When I traveled to Denmark and Sweden last year, there were turbines–but not so much near occupied land. They seemed to be way out on remote crop farms–and out to sea.

Out to sea. Offshore where there is plenty of wind. 

Yes, they are visible, but they are also sculptural. Go to Copenhagen and have a look.

As long as they don’t disturb aquatic life–the ocean is the place for them. They aren’t leaky like oil rigs.

When turbines are offshore, they are silent, they are helpful and they don’t make people crazy with shadows and noise.

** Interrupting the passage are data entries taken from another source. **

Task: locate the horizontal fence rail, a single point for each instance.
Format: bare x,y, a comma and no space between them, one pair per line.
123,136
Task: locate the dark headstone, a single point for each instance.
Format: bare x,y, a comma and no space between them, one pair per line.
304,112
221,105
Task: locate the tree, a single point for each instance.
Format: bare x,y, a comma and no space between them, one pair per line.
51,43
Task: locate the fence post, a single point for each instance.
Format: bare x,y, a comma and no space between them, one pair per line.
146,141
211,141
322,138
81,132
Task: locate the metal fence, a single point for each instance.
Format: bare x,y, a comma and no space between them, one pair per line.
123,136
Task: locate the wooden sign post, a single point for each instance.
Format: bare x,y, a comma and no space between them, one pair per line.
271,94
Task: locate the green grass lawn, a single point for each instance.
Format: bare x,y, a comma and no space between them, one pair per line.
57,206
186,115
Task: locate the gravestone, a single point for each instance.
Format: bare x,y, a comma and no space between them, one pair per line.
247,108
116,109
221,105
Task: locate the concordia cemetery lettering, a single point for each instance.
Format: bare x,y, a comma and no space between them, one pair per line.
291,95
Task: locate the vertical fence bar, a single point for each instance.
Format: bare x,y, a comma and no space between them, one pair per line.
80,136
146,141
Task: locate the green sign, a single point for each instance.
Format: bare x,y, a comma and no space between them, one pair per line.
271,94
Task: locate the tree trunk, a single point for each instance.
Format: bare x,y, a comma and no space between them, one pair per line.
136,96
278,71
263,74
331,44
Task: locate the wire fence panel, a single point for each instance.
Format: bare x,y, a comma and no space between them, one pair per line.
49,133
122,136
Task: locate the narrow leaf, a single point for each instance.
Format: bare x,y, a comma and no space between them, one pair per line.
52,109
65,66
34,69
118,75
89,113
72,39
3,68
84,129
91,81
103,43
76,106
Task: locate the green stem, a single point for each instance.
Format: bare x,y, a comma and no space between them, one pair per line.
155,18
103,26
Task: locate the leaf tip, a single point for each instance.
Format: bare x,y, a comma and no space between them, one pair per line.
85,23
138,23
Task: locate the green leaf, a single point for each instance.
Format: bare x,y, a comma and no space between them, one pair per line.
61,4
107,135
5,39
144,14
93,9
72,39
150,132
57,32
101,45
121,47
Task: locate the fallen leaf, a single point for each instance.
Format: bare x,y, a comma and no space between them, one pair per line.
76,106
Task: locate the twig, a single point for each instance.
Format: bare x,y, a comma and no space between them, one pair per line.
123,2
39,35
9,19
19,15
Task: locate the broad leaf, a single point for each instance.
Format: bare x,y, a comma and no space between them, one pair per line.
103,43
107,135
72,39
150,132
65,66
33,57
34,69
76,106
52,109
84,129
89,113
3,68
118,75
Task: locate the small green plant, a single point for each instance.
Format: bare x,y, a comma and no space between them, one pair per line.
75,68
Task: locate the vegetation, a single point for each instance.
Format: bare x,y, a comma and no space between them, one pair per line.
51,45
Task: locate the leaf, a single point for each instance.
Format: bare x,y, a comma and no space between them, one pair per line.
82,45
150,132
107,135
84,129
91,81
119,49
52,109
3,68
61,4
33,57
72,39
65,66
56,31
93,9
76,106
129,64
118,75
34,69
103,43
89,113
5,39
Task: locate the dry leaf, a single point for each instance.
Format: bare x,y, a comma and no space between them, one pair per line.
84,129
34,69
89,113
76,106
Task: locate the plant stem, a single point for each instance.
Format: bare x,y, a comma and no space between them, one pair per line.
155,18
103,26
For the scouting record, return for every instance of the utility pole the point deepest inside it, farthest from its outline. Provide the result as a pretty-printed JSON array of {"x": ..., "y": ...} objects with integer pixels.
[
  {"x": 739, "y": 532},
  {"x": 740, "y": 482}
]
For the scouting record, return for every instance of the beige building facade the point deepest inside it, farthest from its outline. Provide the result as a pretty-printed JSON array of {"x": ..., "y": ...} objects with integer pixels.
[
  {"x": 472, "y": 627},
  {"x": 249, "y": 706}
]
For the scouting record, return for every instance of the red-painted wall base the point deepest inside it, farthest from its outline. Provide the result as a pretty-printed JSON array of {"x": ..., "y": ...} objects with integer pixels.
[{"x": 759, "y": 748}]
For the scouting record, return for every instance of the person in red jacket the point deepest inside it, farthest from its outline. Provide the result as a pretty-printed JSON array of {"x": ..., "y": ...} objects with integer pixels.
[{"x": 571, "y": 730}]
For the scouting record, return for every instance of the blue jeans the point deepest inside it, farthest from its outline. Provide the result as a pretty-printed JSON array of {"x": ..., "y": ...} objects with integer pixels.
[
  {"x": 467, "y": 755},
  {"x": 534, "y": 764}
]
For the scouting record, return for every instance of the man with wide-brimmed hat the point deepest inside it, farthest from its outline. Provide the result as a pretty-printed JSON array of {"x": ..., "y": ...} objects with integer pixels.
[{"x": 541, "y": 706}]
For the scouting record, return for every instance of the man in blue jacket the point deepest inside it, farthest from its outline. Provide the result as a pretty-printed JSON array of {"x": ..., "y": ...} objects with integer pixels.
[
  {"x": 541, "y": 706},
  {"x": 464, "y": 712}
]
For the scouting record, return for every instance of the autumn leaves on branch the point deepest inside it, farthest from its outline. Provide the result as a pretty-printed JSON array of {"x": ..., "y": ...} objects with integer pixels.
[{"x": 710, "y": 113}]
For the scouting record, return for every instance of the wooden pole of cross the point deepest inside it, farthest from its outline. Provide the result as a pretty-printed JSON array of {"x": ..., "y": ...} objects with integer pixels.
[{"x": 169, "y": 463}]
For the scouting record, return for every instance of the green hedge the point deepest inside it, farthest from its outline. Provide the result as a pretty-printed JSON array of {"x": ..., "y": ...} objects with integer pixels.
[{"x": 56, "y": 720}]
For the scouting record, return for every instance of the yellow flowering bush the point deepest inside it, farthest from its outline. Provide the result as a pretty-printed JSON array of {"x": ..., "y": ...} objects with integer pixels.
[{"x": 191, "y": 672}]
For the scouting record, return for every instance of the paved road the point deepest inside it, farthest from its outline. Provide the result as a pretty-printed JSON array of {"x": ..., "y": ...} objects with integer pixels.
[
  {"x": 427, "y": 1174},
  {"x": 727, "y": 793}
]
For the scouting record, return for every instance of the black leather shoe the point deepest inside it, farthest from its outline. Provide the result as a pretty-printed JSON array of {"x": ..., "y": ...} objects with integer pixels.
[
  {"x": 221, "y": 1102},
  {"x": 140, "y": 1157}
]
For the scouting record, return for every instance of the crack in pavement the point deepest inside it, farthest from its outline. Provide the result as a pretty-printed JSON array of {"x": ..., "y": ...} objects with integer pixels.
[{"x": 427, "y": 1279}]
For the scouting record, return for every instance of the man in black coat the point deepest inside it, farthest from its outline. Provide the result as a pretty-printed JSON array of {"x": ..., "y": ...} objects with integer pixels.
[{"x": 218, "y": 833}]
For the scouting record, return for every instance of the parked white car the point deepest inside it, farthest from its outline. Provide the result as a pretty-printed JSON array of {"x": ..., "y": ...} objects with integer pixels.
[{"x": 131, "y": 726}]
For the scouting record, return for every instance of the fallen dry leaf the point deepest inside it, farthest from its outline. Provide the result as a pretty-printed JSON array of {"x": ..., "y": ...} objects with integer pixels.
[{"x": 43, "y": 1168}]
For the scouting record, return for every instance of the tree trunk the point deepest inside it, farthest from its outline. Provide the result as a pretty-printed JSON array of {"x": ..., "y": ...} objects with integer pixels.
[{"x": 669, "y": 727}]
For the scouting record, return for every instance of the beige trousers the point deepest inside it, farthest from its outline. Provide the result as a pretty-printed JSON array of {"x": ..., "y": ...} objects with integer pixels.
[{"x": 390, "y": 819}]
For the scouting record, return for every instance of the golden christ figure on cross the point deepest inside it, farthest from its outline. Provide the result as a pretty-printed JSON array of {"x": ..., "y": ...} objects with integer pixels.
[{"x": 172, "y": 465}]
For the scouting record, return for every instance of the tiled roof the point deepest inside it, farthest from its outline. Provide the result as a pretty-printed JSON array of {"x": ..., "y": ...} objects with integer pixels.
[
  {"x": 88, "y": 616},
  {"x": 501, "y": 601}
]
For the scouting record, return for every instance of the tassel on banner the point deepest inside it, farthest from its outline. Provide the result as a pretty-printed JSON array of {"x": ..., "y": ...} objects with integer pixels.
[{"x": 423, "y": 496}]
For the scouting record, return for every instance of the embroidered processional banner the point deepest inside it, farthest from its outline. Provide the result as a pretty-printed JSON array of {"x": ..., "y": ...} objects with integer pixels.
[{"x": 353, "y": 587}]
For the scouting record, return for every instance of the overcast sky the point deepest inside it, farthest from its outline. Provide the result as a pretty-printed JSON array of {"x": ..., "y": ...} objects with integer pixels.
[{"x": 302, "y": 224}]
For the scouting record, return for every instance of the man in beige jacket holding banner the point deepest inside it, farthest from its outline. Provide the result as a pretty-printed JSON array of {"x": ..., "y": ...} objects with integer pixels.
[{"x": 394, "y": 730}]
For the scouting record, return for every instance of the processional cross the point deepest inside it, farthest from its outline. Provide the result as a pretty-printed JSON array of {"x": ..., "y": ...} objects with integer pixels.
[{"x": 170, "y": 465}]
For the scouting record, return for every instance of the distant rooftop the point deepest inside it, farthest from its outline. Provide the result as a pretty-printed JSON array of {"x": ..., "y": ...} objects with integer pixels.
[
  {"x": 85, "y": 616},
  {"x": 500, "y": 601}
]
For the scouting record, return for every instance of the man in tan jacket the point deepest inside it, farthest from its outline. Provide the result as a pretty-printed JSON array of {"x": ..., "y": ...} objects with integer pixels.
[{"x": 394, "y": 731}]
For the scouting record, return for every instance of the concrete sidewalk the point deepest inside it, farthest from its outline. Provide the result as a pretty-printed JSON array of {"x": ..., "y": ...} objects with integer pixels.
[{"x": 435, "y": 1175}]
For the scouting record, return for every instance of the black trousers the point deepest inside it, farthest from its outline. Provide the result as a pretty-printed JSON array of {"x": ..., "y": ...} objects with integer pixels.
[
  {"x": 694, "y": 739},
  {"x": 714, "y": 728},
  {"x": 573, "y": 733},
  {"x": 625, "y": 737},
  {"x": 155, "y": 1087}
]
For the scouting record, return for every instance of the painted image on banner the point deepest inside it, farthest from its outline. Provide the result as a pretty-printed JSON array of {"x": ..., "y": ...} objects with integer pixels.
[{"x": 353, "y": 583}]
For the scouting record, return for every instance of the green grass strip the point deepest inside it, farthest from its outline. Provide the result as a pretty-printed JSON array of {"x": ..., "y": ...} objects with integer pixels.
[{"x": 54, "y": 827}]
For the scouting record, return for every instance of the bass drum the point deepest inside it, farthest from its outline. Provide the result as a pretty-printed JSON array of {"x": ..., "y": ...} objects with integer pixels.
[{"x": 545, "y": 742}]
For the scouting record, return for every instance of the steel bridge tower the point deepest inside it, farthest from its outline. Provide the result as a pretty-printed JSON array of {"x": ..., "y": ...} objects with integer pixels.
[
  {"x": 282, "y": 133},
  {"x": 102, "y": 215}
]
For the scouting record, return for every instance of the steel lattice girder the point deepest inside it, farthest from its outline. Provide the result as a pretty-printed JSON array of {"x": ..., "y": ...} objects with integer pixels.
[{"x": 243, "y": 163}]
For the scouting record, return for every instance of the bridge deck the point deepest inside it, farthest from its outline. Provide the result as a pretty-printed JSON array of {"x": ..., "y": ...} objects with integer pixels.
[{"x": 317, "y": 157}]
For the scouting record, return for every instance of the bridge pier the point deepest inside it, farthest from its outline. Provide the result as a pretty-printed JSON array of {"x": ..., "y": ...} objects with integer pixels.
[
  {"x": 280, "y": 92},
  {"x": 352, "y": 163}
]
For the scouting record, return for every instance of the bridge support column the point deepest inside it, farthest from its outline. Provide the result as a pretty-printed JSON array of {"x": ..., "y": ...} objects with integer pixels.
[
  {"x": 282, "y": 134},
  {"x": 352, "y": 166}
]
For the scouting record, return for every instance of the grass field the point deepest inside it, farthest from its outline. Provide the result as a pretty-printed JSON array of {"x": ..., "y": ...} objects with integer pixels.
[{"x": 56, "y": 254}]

However, if they are going to exist on public space (like the sea) (and no I don’t think they belong in National Parks) — there should be an energy savings for everyone who has to look at them. This translates to a cost savings in energy bills. For everyone.

Once again, we don’t get it. We try for individual gain at the expense of the group–capitalism. Maybe its time to rethink that a bit for quality of life?

For once, can’t we distribute the wealth and stop barraging everyone else with the advertising?

Trend: More turbines near you. This is potentially a really good thing, but craft legislation and vote carefully or that blaring internet ad could show up as the turbine next door to your dream house.

Remember: there are no spam filters for giant turbines so they should be placed with consideration for all creatures.